Est-il possible que l'origine de la concurrence franco-américaine au Liban remonte aux années 1820 ? Une telle question se pose légitimement car le XIXe siècle a été celui de l'installation de la présence culturelle et éducative des États-Unis au Liban avec le mouvement de prosélytisme protestant américain qui a envoyé des missions biblistes dans la région, à commencer par la Palestine, dès 1819.

Au Liban, l'événement le plus marquant fut la fondation, en 1866, de l'université américaine Syrian Protestant College, SPC, qui sera nommée, à partir de 1920, l'American University of Beirut, AUB.

Depuis 1827, il y avait, côté français, une véritable méfiance vis-à-vis de cette présence américaine : les Français pensaient qu'elle aurait des effets nuisibles aux intérêts français aussi bien sur le plan culturel que commercial. La réplique française se résuma d'abord par le renforcement des activités missionnaires et éducatives catholiques au Liban ; par son rapprochement avec les maronites, notamment après l'expédition française en 1860 à Beyrouth qui visait à les protéger des massacres commis en 1860. En 1875, la création de l'Université Saint-Joseph, USJ, par les jésuites marqua une nouvelle étape. Dès lors, on assistait à une sorte de guerre d'influence éducative : université contre université. Beyrouth devint le terrain d'une concurrence entre deux systèmes pédagogiques : le système français et francophone, et le système anglo-saxon.
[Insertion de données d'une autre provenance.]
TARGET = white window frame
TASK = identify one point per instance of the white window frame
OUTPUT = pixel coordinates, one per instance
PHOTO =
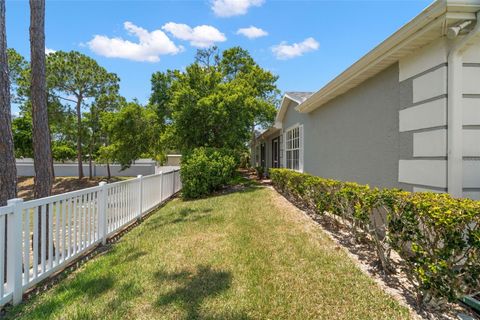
(293, 138)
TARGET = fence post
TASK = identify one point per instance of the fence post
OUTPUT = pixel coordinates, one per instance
(102, 213)
(140, 195)
(14, 251)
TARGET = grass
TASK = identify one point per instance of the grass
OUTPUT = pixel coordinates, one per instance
(243, 255)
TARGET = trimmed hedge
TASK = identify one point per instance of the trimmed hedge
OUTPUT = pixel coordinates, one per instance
(438, 236)
(205, 170)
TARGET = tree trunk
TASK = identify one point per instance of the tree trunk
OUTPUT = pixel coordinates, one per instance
(90, 165)
(41, 132)
(42, 151)
(79, 137)
(8, 170)
(109, 175)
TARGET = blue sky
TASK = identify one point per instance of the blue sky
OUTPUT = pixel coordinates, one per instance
(307, 42)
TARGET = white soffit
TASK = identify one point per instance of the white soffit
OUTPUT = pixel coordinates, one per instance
(423, 59)
(419, 32)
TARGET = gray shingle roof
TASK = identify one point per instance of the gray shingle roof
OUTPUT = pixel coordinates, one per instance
(299, 96)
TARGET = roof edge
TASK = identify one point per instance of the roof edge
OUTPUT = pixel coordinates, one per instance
(421, 22)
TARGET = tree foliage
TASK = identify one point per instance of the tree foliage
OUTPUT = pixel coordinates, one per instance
(79, 79)
(126, 133)
(216, 102)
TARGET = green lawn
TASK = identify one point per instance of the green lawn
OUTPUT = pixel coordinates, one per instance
(245, 255)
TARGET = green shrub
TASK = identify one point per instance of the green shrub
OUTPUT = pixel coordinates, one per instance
(437, 236)
(205, 170)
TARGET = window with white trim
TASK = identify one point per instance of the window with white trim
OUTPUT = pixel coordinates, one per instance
(292, 149)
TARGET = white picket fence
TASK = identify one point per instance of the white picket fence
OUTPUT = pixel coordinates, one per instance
(68, 225)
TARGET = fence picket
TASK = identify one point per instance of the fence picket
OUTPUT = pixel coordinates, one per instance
(48, 233)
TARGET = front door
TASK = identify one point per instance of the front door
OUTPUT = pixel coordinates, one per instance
(276, 152)
(262, 155)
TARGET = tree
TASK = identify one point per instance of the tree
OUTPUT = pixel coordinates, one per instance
(38, 93)
(217, 102)
(8, 170)
(72, 74)
(22, 136)
(127, 134)
(17, 66)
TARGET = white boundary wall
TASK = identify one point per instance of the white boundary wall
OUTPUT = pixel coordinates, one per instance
(143, 166)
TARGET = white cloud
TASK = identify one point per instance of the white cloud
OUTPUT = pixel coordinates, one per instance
(201, 36)
(150, 45)
(285, 51)
(252, 32)
(228, 8)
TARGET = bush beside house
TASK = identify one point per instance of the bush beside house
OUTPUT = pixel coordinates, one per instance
(438, 236)
(205, 170)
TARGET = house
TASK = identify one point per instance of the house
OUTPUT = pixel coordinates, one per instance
(406, 115)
Une « francophobie américaine » au Levant

Au lendemain de la Première Guerre mondiale, la France a pu s'imposer comme une puissance mandatrice au Levant après un climat d'incertitude. Mais les États-Unis, se comportant comme un acteur interventionniste, avaient tenté, lors de la Conférence de la paix à Versailles en 1919, de promouvoir une solution défavorable à un mandat français au Levant. On sait que, durant la guerre, les Français et les Britanniques avaient décidé secrètement, dès l'été 1915, le partage de l'Empire ottoman dans le cadre des accords dits Sykes-Picot (1916). En mai 1919, à Versailles, l'arrangement intereuropéen sur le sort des pays proche-orientaux était loin d'être atteint. L'intervention du président américain, Woodrow Wilson, imposa ce qu'on appelle « le mandat international » au Levant sous le contrôle de la Société des nations (SDN). En même temps, il proposa l'envoi d'une commission d'enquête internationale chargée de recueillir l'avis des populations de la Syrie, du Liban et de la Palestine vis-à-vis de leurs futurs choix à l'égard des États mandataires après l'effondrement de l'Empire ottoman. C'est ainsi que la commission King-Crane fut créée afin d'enquêter en Palestine, Syrie, au Liban et en Cilicie, à partir de mai et jusqu'à juillet 1919, en recueillant des pétitions et des auditions auprès des différentes communautés. Les recommandations de cette commission remettaient en question l'accord Sykes-Picot. Mais le retour des États-Unis à une politique isolationniste en 1919, à la suite de la victoire des républicains lors des élections législatives en novembre 1919, facilita le partage de la région par les deux puissances française et britannique, sans toutefois mettre fin à l'aspect culturel et idéologique de la concurrence franco-américaine.

Le mandat français au Levant a donc débuté au lendemain de la Première Guerre mondiale, dans une période marquée par le retour des États-Unis à une sorte d'isolationnisme. Il n'empêche que dans l'entre-deux guerres, les actions des agents idéologiques et religieux américains étaient basées sur un refus moral et religieux de la colonisation européenne et de toute influence catholique en général, et française en particulier, au Levant.